Approximately 6 million minor burns worldwide are treated medically each year, usually with anti-microbials and dressings to maintain hydration and protect the wound. Hospital admission is required for approximately 100,000 burns in the US and 10,000 in the UK. These require more advanced and expensive care which may include tissue grafting and other surgical interventions often meaning a prolonged hospital stay.
A recent survey of burns care specialists identified four properties as desirable or essential for an ideal burns dressing: 1. non-adhesion, 2. absorbency, 3. antimicrobial activity, and 4. ease of removal.
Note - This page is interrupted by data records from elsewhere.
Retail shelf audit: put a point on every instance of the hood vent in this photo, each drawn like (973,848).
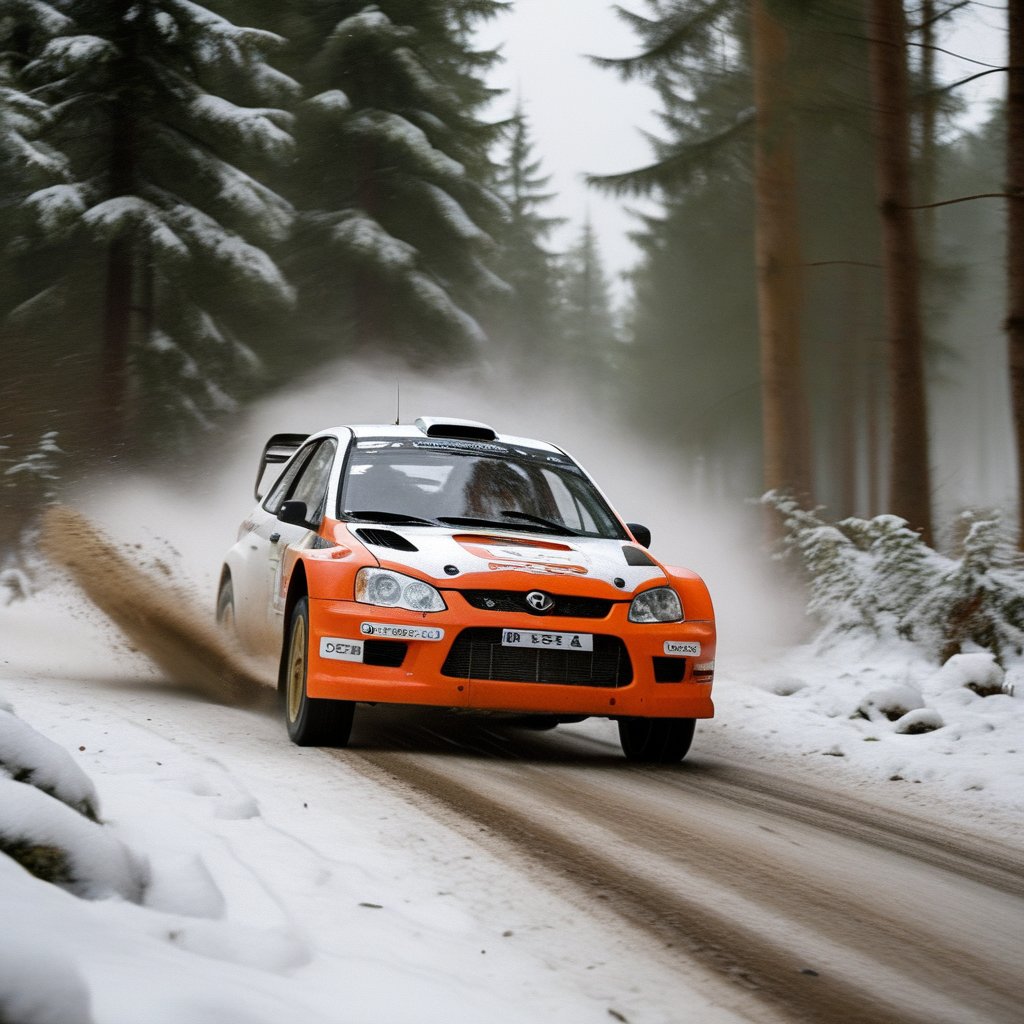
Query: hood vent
(385,539)
(637,556)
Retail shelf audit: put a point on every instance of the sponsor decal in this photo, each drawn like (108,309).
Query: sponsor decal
(680,648)
(538,567)
(555,641)
(340,649)
(388,632)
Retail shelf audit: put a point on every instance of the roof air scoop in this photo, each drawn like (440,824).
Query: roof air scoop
(434,426)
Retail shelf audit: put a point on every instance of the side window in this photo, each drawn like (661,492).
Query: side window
(313,479)
(281,491)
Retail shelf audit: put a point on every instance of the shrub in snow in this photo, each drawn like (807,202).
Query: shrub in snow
(978,672)
(890,704)
(919,721)
(878,577)
(27,756)
(57,845)
(49,818)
As polled directly, most of the respondents were of the opinion that such a dressing was currently not available [Selig et al, 2012].
Our NO-generating dressing system has been designed to be non-adherent over the wound bed, is highly absorbent, is a potent, broad spectrum anti-microbial and is easy to remove.
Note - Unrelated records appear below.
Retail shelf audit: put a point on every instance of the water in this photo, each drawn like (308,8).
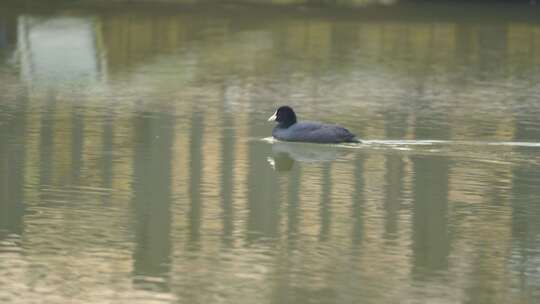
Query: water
(135,163)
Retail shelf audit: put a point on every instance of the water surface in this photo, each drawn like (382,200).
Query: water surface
(135,164)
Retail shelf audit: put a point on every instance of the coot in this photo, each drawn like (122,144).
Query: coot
(288,129)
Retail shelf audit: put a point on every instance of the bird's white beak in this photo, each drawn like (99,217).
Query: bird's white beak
(273,117)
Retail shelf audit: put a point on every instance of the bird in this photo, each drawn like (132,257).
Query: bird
(289,129)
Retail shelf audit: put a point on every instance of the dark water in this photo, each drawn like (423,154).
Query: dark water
(135,165)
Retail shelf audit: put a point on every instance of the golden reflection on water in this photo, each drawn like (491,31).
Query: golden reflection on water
(139,173)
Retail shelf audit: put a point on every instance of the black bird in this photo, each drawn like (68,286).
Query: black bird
(288,129)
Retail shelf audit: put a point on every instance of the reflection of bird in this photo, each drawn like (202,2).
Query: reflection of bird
(288,129)
(284,154)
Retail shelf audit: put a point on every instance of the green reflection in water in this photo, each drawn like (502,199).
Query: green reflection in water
(132,164)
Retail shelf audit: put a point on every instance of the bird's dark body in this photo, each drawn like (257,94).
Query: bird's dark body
(288,129)
(316,132)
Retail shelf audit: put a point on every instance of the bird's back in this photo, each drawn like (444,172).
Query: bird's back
(309,131)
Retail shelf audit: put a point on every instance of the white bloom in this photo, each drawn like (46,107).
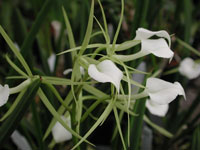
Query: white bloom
(60,134)
(51,62)
(189,68)
(162,92)
(106,71)
(157,109)
(158,47)
(4,94)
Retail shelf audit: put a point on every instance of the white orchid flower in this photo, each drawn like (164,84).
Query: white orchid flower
(157,109)
(163,92)
(189,68)
(158,47)
(4,94)
(51,62)
(106,71)
(60,134)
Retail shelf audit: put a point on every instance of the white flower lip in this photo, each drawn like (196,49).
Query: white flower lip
(158,47)
(60,134)
(189,68)
(4,94)
(106,71)
(156,109)
(163,92)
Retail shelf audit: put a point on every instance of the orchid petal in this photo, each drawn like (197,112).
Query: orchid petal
(106,71)
(60,134)
(51,62)
(189,68)
(163,92)
(156,109)
(142,34)
(4,94)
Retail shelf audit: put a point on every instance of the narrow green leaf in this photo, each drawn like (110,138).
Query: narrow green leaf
(89,30)
(70,33)
(60,111)
(15,67)
(132,82)
(119,25)
(136,124)
(12,121)
(195,139)
(105,23)
(94,91)
(101,118)
(158,128)
(187,46)
(57,116)
(15,51)
(10,110)
(126,45)
(119,127)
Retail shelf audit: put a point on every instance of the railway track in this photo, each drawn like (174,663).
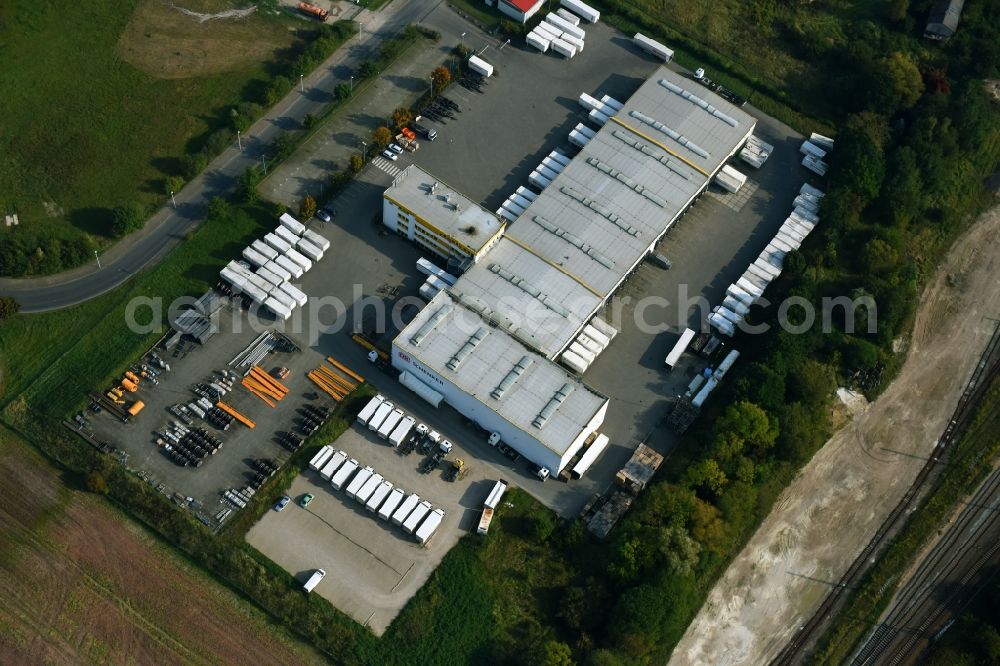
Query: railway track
(986,370)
The most common type of wound; there are approximately 100 million surgical incisions per annum and approximately 50 million traumatic wounds, including lacerations caused by accidental injury. This market segment is well served by commodity products such as sutures, staples and a large variety of dressings.
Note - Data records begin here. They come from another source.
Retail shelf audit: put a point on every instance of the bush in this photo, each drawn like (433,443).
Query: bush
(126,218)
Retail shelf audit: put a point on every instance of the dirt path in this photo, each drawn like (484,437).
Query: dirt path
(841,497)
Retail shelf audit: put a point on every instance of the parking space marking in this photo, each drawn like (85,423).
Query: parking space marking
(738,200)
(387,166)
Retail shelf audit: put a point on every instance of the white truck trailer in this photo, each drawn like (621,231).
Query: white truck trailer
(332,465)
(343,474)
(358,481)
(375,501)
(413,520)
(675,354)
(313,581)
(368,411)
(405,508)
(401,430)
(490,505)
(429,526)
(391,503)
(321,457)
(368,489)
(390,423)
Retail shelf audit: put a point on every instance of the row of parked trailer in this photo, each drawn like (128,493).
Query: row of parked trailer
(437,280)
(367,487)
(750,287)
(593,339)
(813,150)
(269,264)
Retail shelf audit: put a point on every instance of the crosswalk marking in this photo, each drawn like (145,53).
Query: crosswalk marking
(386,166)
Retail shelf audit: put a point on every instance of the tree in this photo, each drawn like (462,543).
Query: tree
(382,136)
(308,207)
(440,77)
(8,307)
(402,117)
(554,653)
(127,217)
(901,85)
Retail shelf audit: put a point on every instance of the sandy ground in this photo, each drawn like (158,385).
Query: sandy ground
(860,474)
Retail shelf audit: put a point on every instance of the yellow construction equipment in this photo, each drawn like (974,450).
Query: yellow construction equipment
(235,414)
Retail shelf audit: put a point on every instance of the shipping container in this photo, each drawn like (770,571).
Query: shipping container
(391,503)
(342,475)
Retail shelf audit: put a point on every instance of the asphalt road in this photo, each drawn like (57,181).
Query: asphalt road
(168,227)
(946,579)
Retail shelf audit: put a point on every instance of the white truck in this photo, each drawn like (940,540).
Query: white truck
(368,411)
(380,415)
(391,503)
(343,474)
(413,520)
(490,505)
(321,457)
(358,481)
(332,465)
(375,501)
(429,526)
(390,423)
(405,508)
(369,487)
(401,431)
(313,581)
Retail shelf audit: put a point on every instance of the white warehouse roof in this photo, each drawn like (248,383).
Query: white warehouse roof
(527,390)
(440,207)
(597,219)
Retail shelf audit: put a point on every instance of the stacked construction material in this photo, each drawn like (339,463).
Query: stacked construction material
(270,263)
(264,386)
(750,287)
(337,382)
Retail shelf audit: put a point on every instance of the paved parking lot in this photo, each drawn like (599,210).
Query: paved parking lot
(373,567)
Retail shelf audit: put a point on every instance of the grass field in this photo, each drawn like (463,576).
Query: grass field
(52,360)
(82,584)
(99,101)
However, surgical site infection (SSI) is a well recognised problem. In the US in 2012, in over 16 million operative procedures the SSI rate was 1.9% leading to a directly attributable 6,840 deaths.
Although several currently available dressings purport to reduce the risk of SSI, the latest Cochrane review of 2011 stated “No evidence was identified to suggest that any dressing significantly reduced the risk of developing an SSI compared with leaving wounds exposed or compared with alternative dressings in people who had surgical wounds healing by secondary intention”.
A dressing that actively reduces the chance of infection has a real opportunity to make a significant difference to this problem.